Crowdsourcing and human computation enable organizations to accomplish tasks that are currently not possible for fully automated techniques to complete, or require more flexibility and scalability than traditional employment relationships can facilitate. In the area of data processing, companies have benefited from crowd workers on platforms such as Amazon’s Mechanical Turk or Upwork to complete tasks as varied as content moderation, web con- tent extraction, entity resolution, and video/audio/image processing. Several academic researchers from diverse areas ranging from the social sciences to computer science have embraced crowdsourcing as a research area, resulting in algorithms and systems that improve crowd work quality, latency, or cost. Given the relative nascence of the field, the academic and the practitioner communities have largely operated independently of each other for the past decade, rarely exchanging techniques and experiences.
In this book, we aim to narrow the gap between academics and practitioners. On the academic side, we summarize the state of the art in crowd-powered algorithms and system design tailored to large-scale data processing. On the industry side, we survey 13 industry users (e.g., Google, Facebook, Microsoft) and 4 marketplace providers of crowd work (e.g., CrowdFlower, Upwork) to identify how hundreds of engineers and tens of million dollars are invested in various crowdsourcing solutions.

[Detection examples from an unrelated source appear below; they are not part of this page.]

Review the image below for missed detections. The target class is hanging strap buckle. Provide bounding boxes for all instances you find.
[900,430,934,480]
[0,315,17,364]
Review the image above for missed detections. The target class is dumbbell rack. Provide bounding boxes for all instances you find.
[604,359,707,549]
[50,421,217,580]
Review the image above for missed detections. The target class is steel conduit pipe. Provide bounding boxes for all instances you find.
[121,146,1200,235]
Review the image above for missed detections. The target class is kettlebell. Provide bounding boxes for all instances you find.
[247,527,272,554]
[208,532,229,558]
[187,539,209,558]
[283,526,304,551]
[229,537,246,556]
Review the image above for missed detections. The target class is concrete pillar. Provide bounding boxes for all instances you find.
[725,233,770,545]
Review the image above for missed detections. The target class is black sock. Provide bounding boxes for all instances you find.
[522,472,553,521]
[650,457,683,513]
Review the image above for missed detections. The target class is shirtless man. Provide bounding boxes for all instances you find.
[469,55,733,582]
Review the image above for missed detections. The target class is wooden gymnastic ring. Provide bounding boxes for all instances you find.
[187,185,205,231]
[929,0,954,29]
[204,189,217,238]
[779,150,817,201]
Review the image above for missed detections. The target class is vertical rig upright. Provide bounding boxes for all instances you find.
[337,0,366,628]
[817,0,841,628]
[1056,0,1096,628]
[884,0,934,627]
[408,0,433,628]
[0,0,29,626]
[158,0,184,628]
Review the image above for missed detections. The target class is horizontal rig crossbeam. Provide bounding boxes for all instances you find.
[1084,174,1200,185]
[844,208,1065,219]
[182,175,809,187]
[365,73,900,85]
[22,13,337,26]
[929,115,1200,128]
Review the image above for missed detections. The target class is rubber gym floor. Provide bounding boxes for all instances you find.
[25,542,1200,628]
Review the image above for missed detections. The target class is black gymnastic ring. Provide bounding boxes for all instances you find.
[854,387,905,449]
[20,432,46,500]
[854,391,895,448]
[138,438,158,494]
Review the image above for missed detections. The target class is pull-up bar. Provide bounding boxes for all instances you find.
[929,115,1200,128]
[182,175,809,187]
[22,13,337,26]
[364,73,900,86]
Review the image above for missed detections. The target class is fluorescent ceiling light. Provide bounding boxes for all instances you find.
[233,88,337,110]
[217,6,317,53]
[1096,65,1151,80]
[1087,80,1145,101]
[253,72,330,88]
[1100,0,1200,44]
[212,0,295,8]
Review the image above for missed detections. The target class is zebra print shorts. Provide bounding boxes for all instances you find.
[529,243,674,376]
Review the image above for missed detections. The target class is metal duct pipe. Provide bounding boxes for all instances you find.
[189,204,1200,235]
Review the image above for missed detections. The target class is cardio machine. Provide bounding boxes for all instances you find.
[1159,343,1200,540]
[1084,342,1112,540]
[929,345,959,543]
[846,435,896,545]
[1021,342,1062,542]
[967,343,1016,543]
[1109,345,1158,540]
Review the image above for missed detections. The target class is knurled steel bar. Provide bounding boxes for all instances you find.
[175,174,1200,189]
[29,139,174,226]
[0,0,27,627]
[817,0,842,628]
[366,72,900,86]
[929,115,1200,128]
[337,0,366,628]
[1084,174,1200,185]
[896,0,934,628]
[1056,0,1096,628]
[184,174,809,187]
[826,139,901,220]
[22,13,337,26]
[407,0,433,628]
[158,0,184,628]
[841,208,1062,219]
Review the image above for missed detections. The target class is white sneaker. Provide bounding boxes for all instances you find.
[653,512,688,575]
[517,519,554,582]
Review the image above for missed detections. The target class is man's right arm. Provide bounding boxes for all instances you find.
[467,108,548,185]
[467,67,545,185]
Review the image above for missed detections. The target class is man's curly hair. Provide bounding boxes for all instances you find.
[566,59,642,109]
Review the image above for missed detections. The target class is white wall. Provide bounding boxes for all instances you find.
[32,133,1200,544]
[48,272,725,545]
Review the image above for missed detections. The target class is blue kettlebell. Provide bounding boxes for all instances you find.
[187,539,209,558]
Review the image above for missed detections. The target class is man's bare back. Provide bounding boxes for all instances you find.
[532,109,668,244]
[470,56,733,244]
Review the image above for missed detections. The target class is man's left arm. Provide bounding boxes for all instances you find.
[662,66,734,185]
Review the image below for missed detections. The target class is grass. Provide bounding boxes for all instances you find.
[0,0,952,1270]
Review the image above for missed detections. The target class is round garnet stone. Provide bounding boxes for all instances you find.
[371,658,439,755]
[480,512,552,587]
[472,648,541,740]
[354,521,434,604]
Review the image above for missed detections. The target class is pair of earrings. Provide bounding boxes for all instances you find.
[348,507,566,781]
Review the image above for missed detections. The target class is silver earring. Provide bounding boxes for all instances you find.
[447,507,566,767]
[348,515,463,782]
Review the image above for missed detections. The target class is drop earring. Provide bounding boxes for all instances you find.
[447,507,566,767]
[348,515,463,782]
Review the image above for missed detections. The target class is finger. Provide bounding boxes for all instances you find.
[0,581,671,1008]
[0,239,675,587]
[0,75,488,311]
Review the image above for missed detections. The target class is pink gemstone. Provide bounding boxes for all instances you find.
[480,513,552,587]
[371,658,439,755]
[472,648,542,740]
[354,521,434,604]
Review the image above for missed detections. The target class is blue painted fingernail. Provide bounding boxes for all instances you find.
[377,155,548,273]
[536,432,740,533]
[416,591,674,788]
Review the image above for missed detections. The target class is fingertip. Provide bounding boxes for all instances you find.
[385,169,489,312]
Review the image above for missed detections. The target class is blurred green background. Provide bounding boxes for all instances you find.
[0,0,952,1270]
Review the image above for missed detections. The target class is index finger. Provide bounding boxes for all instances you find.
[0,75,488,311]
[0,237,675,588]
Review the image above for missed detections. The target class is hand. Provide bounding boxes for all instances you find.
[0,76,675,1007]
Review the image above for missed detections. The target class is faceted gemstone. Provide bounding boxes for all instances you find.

Through the book, we hope to simultaneously introduce academics to real problems that practitioners encounter every day, and provide a survey of the state of the art for practitioners to incorporate into their designs. Through our surveys, we also highlight the fact that crowd-powered data processing is a large and growing field. Over the next decade, we believe that most technical organizations will in some way benefit from crowd work, and hope that this book can help guide the effective adoption of crowdsourcing across these organizations.